Mumbai university > Electronics and telecommunication Engineering > Sem 7 > Data compression and Encryption

Marks: 10

Years: May 2016

1. Approach I: This is appropriate for bi-level images. A pixel in such an image is represented by one bit. Applying the principle of image compression to a bi-level image therefore means that the immediate neighbours of a pixel P tend to be identical to P. Thus, it makes sense to use run length encoding (RLE) to compress such an image.

2. Approach 2: The neighbour of a pixel tend to be similar to the colour C [where C is either black or white], then pixel of the same colour seen in the past tend to have the same immediate neighbours. This approach looks at n of the near neighbours of the current pixel and considers them an n-bit number. This approach is used by JBIG.

3. Approach 3: Separate the grayscale image into n-bit level images and compress each with RLE and prefix codes. The principle of image compression seems to imply intuitively that two adjacent pixels that are similar in the grayscale images will be identical in most of the n bit level images.

4. Approach 4: Use the context of a pixel to predict its value. The context of a pixel is the value of some of its neighbours. The principle of image compression tells us that our prediction will be correct in most cases, almost correct in many cases and completely wrong in a few cases. This is used in MLP method.

5. Approach 5: Transform the values of the pixels and encode the transformed values. The compression is achieved by reducing or removing redundancy. The redundancy of an image is caused by the correlation between pixels, so transforming the pixels to a representation where they are de-correlated eliminates the redundancy. In a highly correlated image, the pixels tend to have equi-probable values which results in maximum entropy. If the transformed pixels are de-correlated certain pixel values become common thereby having large probabilities while others are rare. This results in small entropy. Quantizing the transformed values can produce efficient lossy image compression.
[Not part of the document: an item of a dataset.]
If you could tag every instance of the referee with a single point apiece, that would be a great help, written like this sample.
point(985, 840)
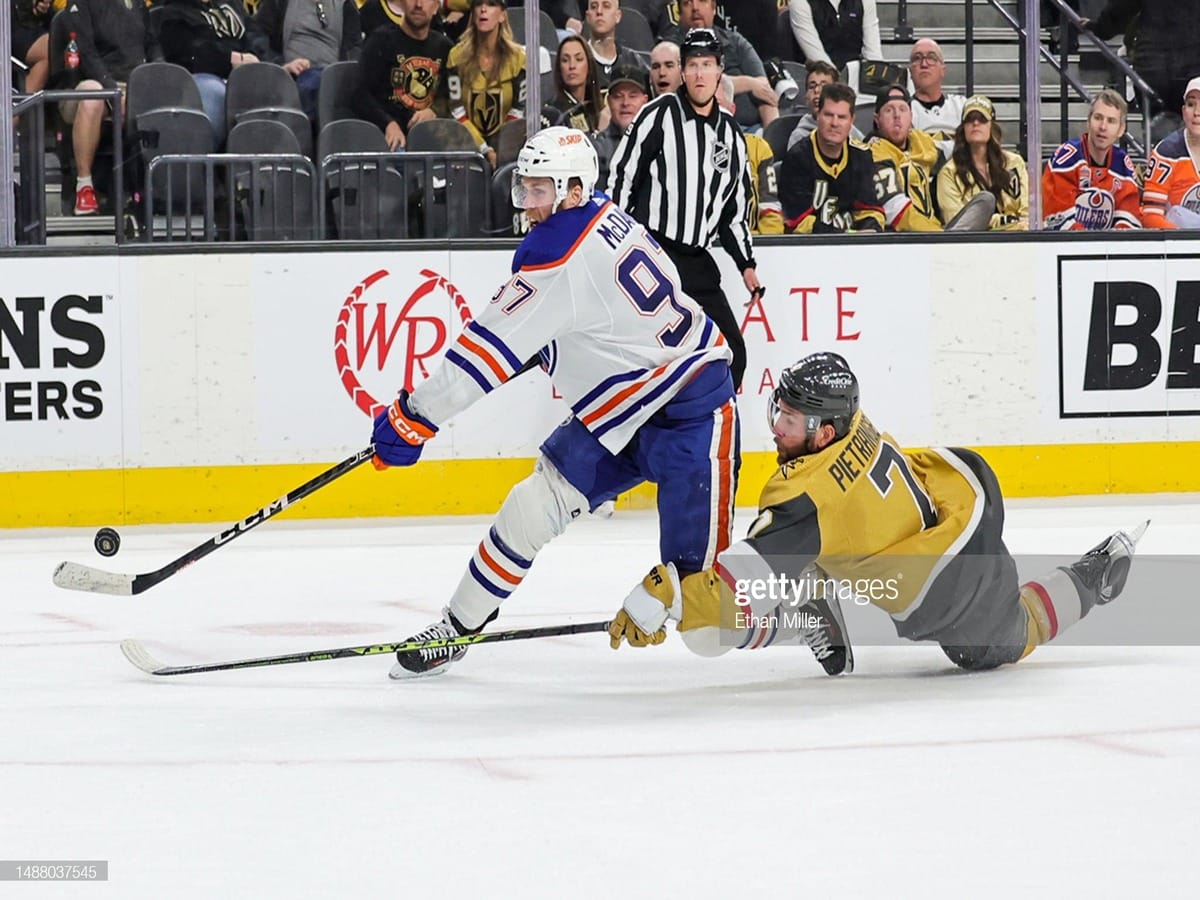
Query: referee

6. Approach 6: The principle of this approach is to separate a continuous tone colour image unto three grayscale images and compress each of the three separately using approaches 3, 4 or 5.An important feature is to use a luminance chrominance colour representation as the eye is sensitive to small changes in luminance but not in chrominance. This allows the loss of considerable data in the chrominance components while making it possible to decode the image without a significant visible loss of quality.

7. Approach 7: A different approach is needed for discrete tone images. A possible way to compress such an image is to scan it, identify regions and find repeating regions. If region B is identical to an already found region A then it can be compressed by writing a pointer to A on the compressed stream. The block decomposition method (FABD) is an example of how this approach can be implemented.

8. Approach 8: Partition the image into parts and compress it by processing the parts one by one. Suppose that the next unprocessed image part is part no. 15. Try to match it with parts 1-14 that have already been processed. If part 15 can be expressed for example as a combination of parts 5 (scaled) and 11 (rotated) then only the few part 15 can be discarded. If part can’t be expressed as a combination of already processed parts, it is declared processed and is saved in raw format.

JPEG-LS:

1. JPEG-LS is a new standard for the lossless compression of continuous tone images. JPEG-LS examines several of the previously seen neighbours of the current pixel, uses them as the context of the pixel, uses the context to predict the pixel and to select a probability distribution out of several such distributions, and uses that distribution to encode the prediction error with a special Golomb code. There is also a run mode where the length of a run of identical pixels is encoded.

2. The encoder examines the context pixels and decides whether to encode the current pixel ‘x’ in the run mode or the regular mode.

3. If the context suggests that the pixels y, z …. Following the current pixel are likely to be identical, the encoder selects the run mode otherwise it selects the regular mode. The rest of the encoding process depends on the mode selected.

4. In the regular mode, the encoder uses the values of context pixels a, b and c to predict pixel ‘x’ and subtracts the prediction from x to obtain the prediction error. This error is then corrected by a term that depends on the context and encoded with a Golomb code.

5. The Golomb coding depends on all 4 pixels of the context and also on prediction errors that were previously encoded for the same context.

6. In the run mode, the encoder starts at the current pixel ‘x’ and finds the longest run of pixels that are identical to context pixel ‘a’.

7. The encoder does not extend this run beyond the end of the current image row. Since all pixels in the run are identical to a, only the length of the run needs to be encoded and this is done with a 32 entry array denoted by J. If near lossless compression is used, the encoder selects a run of pixels that are done to a within the tolerance parameter NEAR.

8. The decoder is not substantially different from the decoder, so JPEG-LS is nearly symmetric compression method. The compressed stream contains data segments, marker segments and markers.

9. A marker is a byte of all ones followed by a special code, signalling the start of a new segment. If a marker is followed by a byte whose most significant bit is 0, that byte is the start of a marker segment. Otherwise, that byte starts a data segment.

10. Advantage of JPEG-LS:

• JPEG-LS is capable of lossless compression.

• JPEG-LS has very low computational efficiency.